The southern African country's Drug Enforcement Commission on Tuesday (Aug. 15) announced its officers had seized "a chartered aircraft carrying dangerous goods" at Lusaka airport.
The plane was carrying nearly $5.7 million as well as pistols, ammunition and 127 kilos (280 pounds) of "suspected gold", according to the statement.
The Zambian authorities have arrested 10 suspects, nine of them foreigners, it said.
Lawyers' documents in Lusaka note that at least five Egyptians have been detained.
Independent Egyptian journalists have published over social media documents purportedly from the Zambian probe that name Egyptian suspects in the case, including army and police officers.
Egypt is also in the midst of an economic crisis, beset by price hikes and a depreciating currency. In July inflation was at a record high of 38.2%, according to data released by the state-run Central Agency for Mobilization and Statistics. El-Sissi’s rose to power following a military takeover.
Economists have been critical of his management of Egypt’s economy.
The North African country is expected to hold presidential elections next year, with the vote widely expected to be a foregone conclusion in favor of the incumbent el-Sissi.
In recent years Egypt has sought to improve its international image.
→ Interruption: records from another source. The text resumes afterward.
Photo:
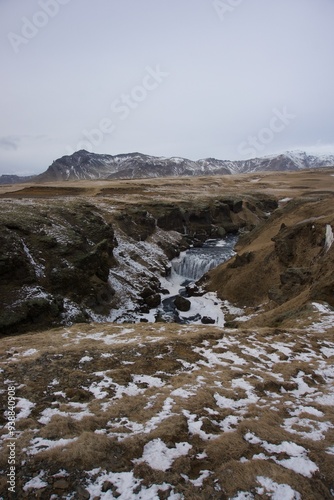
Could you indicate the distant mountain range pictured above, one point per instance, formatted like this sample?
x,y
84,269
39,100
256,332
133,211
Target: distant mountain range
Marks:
x,y
83,165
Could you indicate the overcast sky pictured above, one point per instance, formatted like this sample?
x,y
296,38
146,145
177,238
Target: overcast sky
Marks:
x,y
230,79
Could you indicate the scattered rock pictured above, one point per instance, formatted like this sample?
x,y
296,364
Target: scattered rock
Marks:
x,y
182,304
206,320
153,300
61,484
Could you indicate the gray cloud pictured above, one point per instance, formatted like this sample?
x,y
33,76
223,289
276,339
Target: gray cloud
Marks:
x,y
9,143
229,65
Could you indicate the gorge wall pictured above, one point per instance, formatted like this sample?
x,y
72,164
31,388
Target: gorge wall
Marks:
x,y
76,259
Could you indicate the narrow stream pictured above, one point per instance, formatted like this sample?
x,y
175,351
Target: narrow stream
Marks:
x,y
186,269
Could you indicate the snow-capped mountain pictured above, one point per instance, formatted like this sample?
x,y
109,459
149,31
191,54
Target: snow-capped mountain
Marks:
x,y
84,165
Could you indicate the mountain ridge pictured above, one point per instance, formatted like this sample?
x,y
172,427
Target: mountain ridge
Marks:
x,y
84,165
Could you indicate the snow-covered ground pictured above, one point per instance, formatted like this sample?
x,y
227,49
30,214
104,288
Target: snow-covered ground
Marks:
x,y
190,411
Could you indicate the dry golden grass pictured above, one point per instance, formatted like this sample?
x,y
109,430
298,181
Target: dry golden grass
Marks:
x,y
179,384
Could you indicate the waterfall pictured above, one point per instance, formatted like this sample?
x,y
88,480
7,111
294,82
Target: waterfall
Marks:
x,y
195,262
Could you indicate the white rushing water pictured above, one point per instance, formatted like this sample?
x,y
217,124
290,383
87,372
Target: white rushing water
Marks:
x,y
188,268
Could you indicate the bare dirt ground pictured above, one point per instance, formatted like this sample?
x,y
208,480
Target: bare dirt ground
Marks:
x,y
165,411
169,411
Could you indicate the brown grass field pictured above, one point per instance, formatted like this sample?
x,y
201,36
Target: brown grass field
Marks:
x,y
168,411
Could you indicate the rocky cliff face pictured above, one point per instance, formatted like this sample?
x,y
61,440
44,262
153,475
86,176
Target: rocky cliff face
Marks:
x,y
284,264
72,260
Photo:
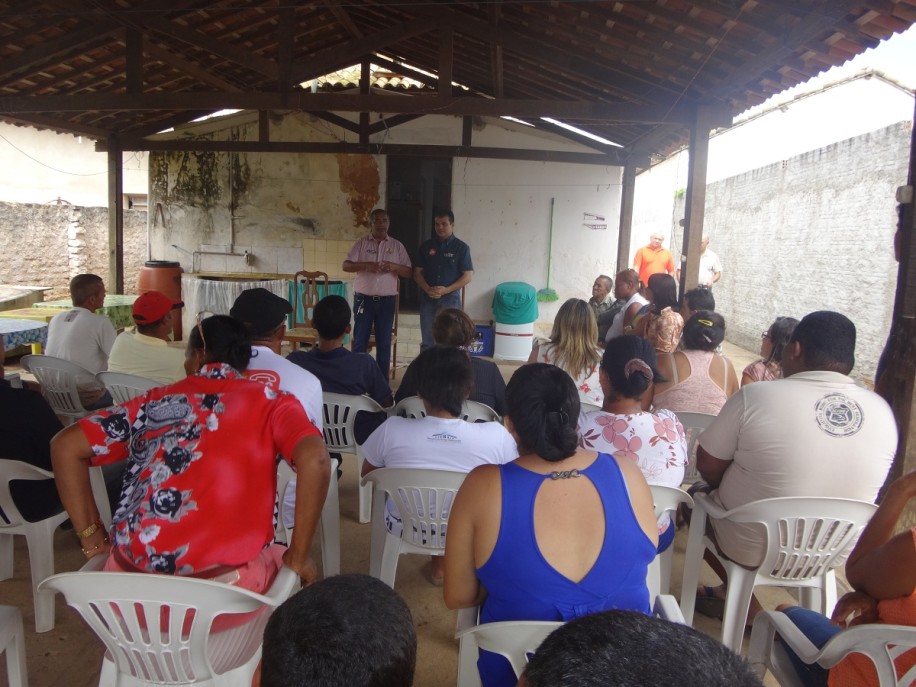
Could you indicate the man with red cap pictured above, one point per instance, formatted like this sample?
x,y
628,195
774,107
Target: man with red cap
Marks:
x,y
146,353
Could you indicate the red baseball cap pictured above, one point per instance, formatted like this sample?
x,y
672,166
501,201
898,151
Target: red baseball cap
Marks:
x,y
152,306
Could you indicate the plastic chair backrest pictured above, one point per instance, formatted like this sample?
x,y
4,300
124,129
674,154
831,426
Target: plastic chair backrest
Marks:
x,y
58,379
667,499
339,415
121,608
123,386
804,535
424,499
309,297
694,424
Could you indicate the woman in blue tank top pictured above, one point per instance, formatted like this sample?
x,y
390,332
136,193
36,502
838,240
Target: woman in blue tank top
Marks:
x,y
556,534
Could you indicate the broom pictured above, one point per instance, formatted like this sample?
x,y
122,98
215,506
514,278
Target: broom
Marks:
x,y
548,294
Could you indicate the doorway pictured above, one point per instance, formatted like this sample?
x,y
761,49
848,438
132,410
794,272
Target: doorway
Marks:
x,y
417,187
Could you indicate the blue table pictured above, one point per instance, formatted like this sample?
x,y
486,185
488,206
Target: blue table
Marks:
x,y
21,332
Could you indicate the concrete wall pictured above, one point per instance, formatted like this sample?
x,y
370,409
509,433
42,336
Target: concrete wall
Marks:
x,y
41,166
306,210
811,233
46,245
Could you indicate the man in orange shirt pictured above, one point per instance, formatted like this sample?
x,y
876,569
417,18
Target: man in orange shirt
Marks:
x,y
653,259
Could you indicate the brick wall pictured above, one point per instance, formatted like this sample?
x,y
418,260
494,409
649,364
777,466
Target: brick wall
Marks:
x,y
47,244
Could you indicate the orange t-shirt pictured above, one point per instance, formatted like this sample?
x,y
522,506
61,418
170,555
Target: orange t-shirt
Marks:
x,y
648,262
857,670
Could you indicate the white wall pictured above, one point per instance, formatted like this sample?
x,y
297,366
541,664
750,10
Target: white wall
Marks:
x,y
40,166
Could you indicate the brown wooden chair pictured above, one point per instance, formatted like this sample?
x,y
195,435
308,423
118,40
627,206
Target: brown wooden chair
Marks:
x,y
301,331
394,334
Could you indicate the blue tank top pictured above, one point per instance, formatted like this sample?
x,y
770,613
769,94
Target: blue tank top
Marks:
x,y
522,585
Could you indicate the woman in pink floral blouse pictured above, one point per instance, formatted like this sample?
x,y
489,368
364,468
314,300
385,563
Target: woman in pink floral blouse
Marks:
x,y
624,428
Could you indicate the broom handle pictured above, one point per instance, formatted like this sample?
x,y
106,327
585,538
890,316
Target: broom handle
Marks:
x,y
550,242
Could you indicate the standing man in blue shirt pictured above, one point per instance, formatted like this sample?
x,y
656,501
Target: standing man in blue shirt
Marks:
x,y
443,268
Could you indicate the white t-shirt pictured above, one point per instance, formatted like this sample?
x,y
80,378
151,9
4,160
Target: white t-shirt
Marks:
x,y
435,443
146,356
811,434
82,337
278,373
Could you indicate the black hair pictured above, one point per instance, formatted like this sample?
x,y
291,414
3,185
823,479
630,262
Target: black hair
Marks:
x,y
704,331
664,291
631,649
452,327
543,404
629,380
780,334
330,317
445,212
344,631
225,340
829,341
85,286
446,378
700,298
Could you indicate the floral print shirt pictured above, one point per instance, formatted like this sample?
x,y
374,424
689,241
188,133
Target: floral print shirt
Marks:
x,y
200,481
656,442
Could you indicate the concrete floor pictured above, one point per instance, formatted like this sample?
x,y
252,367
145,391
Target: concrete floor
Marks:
x,y
70,655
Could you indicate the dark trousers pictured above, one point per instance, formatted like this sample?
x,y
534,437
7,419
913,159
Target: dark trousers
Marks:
x,y
374,312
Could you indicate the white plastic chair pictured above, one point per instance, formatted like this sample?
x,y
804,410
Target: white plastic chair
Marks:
x,y
328,525
123,386
805,538
39,537
424,500
12,643
515,639
666,500
694,424
339,415
471,411
122,607
58,379
882,644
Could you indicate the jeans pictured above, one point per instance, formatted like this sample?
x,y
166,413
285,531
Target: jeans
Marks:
x,y
819,630
428,309
367,311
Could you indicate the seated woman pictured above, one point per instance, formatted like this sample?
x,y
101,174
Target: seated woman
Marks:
x,y
452,327
408,443
659,323
882,572
572,348
198,492
623,428
772,343
554,535
699,379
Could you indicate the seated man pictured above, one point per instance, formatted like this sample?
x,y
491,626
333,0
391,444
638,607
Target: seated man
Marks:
x,y
146,353
813,433
84,338
27,425
604,304
441,440
627,649
345,631
339,370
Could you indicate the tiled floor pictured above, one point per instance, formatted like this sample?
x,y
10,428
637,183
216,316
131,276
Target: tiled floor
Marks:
x,y
70,655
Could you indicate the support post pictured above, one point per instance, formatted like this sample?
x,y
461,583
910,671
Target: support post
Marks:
x,y
115,217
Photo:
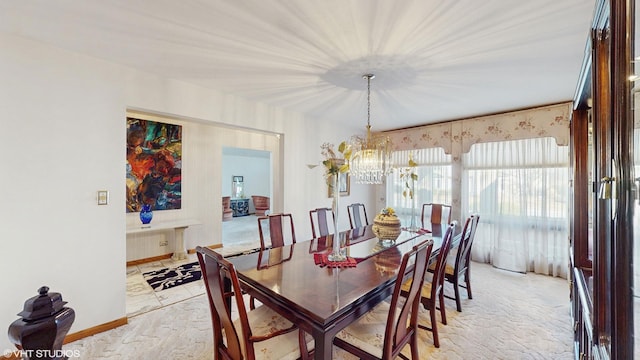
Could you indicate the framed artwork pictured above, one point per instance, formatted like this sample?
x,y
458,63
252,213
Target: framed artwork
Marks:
x,y
154,165
344,183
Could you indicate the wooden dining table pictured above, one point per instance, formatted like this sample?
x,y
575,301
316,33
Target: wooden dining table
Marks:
x,y
323,300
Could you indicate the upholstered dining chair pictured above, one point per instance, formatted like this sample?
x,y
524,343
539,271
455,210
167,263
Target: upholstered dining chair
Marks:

El-Sissi’s government has tried to launch what it called a national dialogue with well-known figures from society, although few known dissenters participated.
Executives from the The Free Current coalition have hinted that was "Hishem Kassem not freed, they could freeze activities and boycott the "national dialogue" or next year's presidential election.
“We need a new president, a new government, and a new parliament,” said Akmal Qortam, chairman of the Conservative Party and a member of the Free Current Movement who was also at the news conference.
The government has pardoned a number of high-profile detainees over past months. Chief among them is Patrick Zaki, a leading human rights defender, and Ahmed Douma, one of the Egyptian activists behind the 2011 anti-government uprising that was part of the Arab Spring.